Les and Sandra Waddingham said...

What is wrong with the most democratic system available? First past the post means the constituency member who gets the most votes in that constituency gets in. How can it be that someone who doesn't have the most votes ends up representing you aka Ed Miliband in the labour leadership. It's a plot to have hung parliaments and coalition government for the foreseeable future and should be rejected!

Anonymous said...

AV is a way for second rate and third rate candidates to sneak in.

John mansell said...

I completely agree with the other comments. What we have now is a democratic way to vote and simple to administer and I would say least costly to the rate payer. Clegg even stated on TV he does not know who would win using the AV system, but surely he must have a good idea why else bother.

Kev Owen said...

We understand Mr Clegg is a tad unhappy that his party didn't fare as well as he would have wished, but to attempt to throw out a voting system that has served us so well for so many years for one that no one in their right mind would want is an obscene waste of tax payers' money.
Why squander around £90million on this AV referendum?
Why not do as countless parties have done in the past when results in an election didn't come up to exp3ectations? All they did was shift constituency boundaries to suit the voting demographic they required.

Simples!

Andrew Allison said...

What has always bothered me about AV is the way second, third, fourth, etc, votes are given the same weight as first preference votes. This is, of course, if people bother to number all the candidates when they vote. In Australia it is illegal not to vote and you can also be fined for not rating all the candidates.

It will mean candidates have to appeal to minority voters; it will always favour the Lib Dems as a large third party, and will give us more coalitions; i.e. we will never get a government we voted for.
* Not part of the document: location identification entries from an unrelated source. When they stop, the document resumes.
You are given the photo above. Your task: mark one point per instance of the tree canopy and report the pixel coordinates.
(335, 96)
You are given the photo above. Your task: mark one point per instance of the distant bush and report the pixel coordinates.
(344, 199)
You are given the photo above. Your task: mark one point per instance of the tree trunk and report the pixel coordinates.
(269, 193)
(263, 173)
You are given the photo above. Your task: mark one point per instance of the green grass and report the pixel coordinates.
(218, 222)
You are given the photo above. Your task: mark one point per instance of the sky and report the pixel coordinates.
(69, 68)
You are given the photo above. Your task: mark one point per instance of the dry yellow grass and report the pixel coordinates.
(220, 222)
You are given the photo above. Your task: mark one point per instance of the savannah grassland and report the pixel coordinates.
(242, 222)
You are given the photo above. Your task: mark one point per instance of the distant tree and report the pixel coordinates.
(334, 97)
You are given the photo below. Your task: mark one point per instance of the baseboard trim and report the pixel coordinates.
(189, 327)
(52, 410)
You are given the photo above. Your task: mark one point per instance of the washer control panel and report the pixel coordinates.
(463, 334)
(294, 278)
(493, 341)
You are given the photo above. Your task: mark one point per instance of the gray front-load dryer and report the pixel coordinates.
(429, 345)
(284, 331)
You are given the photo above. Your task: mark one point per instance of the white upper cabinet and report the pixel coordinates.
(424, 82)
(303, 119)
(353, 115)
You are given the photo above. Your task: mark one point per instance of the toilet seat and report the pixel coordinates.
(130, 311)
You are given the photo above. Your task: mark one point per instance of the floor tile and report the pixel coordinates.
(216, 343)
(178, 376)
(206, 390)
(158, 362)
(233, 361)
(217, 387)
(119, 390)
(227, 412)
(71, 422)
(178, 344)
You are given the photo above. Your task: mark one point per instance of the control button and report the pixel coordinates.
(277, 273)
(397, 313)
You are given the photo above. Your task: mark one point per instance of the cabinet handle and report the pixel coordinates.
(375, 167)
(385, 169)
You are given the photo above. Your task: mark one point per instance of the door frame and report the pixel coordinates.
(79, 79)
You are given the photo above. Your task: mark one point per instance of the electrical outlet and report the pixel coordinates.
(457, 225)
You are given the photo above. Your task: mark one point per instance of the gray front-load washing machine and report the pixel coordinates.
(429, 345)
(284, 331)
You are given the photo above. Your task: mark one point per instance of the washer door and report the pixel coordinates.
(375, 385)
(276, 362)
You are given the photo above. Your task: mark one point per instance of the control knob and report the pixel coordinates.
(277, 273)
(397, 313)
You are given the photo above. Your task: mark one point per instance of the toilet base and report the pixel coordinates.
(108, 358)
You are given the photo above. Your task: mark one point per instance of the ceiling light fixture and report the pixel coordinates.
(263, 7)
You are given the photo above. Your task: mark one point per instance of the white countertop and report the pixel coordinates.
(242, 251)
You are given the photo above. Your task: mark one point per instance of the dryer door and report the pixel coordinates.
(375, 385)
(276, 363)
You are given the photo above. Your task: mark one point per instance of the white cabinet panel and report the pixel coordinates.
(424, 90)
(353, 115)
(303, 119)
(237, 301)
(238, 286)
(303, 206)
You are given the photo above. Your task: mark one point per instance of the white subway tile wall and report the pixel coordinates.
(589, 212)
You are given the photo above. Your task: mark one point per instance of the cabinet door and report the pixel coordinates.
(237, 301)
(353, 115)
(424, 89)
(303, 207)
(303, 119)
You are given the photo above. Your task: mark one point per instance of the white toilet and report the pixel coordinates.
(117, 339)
I am not necessarily against electoral reform, but I am against AV. It is the worst of all worlds.

Anonymous said...

Being in Europe creates too much interference with British tried and tested ways of running our democratic systems.
http://www.tfa.net/betteroffout/

Anonymous said...

Interesting now AV has been resoundingly rejected by approximately two to one, its supporters are wailing on ("impartial"?) BBC programmes that the decision process was flawed.
Once again the immortal words of Mandy Rice-Davies spring to mind "well he would say that wouldn't he?" Change he to they and off we go.